Mbour, Senegal, July 14 (AFP/APP): The rumour spread through Mbour like an Atlantic wave unfurling on a beach.
Two boats laden with migrants that had left on the dangerous crossing to Spain’s Canary Islands 1,500 kilometres (950 miles) away had gone missing.
But the grim tale failed to deter desperate Senegalese men thirsting for a new life in Europe.
“Spain… We all want to go there. If a boat leaves, I’ll jump right in,” said Abdou, in his twenties.
Sitting in a beachside shelter made of sheet metal, an oasis of calm in this thrumming port city 80 kilometres (50 miles) south of Dakar, his friends agreed.
“Whether you live here or die here, it’s all the same,” said one. “There’s no work here, no money. The only solution is Spain.”

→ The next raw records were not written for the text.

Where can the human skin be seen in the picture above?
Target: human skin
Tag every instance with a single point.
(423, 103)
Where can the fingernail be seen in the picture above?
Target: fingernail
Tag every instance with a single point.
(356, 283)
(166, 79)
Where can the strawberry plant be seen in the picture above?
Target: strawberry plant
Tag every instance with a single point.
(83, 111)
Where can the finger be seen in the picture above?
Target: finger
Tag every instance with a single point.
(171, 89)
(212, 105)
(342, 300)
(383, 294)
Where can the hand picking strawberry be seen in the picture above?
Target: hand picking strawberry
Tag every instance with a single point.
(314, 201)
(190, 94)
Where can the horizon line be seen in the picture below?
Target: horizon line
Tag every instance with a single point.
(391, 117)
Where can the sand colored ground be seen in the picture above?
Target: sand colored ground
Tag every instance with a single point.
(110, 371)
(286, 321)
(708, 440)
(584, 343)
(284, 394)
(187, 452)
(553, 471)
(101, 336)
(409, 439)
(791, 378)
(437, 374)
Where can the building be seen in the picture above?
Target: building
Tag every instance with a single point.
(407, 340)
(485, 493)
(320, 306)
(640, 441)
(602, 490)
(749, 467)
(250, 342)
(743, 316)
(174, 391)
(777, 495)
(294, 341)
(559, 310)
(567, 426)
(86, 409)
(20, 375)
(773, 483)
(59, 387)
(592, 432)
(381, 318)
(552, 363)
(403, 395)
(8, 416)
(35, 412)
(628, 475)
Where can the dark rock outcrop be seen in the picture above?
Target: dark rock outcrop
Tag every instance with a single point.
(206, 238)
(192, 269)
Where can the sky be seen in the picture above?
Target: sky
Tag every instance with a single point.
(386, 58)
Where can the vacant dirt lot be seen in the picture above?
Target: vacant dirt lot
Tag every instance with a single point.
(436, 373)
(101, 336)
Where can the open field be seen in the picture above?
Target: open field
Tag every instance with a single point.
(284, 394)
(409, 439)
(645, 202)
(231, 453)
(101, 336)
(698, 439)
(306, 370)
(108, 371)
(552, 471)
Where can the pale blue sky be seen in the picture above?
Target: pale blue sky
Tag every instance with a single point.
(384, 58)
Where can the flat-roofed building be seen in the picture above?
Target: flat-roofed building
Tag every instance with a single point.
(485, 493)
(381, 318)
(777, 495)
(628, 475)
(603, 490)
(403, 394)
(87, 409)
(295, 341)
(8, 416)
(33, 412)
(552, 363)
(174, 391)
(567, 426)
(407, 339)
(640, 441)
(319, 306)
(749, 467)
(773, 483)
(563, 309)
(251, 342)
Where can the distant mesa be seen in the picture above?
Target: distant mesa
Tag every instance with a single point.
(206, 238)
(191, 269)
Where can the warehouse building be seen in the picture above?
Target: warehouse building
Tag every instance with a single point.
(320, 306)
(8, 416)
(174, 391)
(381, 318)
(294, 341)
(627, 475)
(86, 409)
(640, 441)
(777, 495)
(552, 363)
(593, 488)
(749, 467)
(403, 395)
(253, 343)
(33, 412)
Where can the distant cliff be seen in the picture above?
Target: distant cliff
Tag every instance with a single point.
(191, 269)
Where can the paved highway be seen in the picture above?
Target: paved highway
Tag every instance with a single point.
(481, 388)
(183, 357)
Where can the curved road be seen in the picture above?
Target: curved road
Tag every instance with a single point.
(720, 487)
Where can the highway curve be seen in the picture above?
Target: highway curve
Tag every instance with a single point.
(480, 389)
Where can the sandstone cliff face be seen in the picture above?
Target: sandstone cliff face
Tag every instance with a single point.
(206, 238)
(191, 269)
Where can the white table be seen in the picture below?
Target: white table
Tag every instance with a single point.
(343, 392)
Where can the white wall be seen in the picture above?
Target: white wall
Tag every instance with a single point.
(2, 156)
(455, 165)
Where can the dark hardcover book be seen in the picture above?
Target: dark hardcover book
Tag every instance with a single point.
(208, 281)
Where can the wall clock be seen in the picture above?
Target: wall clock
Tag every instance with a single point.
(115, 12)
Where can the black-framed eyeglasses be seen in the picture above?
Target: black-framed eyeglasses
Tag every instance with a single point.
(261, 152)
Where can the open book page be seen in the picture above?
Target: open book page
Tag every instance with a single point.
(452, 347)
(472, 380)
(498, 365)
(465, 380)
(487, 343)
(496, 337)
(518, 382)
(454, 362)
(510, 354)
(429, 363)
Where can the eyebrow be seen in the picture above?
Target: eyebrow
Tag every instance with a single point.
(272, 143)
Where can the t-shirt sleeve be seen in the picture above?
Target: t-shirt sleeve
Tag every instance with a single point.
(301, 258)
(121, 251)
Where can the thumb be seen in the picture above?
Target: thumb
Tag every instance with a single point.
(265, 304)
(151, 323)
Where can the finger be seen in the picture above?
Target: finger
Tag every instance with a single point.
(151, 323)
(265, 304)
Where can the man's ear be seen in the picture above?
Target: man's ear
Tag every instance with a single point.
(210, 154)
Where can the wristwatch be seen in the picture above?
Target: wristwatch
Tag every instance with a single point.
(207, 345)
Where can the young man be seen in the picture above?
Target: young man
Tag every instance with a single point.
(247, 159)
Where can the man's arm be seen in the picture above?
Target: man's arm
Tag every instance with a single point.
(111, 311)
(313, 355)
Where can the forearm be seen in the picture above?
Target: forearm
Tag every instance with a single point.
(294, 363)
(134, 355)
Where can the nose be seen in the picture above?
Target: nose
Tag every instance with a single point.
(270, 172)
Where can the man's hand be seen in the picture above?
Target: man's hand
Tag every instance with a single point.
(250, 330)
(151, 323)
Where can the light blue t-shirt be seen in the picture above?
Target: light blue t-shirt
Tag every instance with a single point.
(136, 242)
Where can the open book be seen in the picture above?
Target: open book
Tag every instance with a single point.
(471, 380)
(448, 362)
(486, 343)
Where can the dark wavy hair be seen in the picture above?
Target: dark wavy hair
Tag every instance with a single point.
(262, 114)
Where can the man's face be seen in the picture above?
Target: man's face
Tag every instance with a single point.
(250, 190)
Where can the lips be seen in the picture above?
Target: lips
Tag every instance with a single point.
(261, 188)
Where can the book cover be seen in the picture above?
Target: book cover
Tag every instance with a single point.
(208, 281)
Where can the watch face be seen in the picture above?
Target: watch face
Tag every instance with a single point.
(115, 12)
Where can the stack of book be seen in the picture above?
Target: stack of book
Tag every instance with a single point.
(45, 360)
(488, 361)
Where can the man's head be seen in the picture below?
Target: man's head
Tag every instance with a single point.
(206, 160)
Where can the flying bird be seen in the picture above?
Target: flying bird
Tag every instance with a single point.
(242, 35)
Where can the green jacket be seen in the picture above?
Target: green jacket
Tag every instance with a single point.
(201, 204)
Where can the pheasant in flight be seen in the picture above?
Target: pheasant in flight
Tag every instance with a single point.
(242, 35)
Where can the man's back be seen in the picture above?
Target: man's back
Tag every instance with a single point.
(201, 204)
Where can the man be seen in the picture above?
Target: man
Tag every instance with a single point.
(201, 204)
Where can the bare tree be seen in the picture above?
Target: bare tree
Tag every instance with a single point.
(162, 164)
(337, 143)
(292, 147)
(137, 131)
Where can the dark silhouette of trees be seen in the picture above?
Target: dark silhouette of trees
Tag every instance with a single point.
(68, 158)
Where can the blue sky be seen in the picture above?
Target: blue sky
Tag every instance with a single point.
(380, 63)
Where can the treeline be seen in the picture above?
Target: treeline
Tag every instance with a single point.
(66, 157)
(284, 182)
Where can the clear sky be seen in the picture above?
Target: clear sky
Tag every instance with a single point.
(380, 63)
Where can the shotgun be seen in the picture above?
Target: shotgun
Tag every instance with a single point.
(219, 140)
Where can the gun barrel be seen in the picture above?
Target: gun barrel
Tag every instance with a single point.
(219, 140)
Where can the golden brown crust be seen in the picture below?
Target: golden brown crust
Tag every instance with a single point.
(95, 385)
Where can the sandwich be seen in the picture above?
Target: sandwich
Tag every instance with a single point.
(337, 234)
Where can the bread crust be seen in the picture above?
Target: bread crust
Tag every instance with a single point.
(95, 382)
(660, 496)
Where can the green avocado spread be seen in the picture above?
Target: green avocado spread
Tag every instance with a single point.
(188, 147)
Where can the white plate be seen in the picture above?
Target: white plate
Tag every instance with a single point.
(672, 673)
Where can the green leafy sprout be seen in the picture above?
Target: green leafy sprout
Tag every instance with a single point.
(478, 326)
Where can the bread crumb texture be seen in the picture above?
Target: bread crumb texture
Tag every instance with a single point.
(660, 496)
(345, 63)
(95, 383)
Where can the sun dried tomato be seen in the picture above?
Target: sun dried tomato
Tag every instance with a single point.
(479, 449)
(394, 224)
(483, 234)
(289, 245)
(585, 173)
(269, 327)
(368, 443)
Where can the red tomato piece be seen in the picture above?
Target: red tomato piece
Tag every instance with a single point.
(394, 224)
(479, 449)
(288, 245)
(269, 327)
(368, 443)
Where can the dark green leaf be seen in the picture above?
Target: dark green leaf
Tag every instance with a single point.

The crossing to the Canaries is among the most perilous of all the routes that West African migrants take in their bid to reach the El Dorado of Europe.
The “Atlantic route” usually entails days of sailing across treacherous currents in large motorised open canoes known as pirogues.
The wooden vessels are often ancient and unseaworthy, overladen and lacking in water and other essentials.
Crossing attempts surged in late 2019 after Niger clamped down on migration across the Sahara while Europe stepped up patrols on its southern coast, crimping the trans-Mediterranean route.
According to the Spanish authorities, 7,213 people arriving on 150 boats landed in the Canaries in the first half of this year, compared to 8,853 during the same period in 2022.
A Spanish watchdog NGO, Caminando Fronteras, last week estimated that 951 migrants — five per day, on average — died trying to reach Spain in the first half of 2023.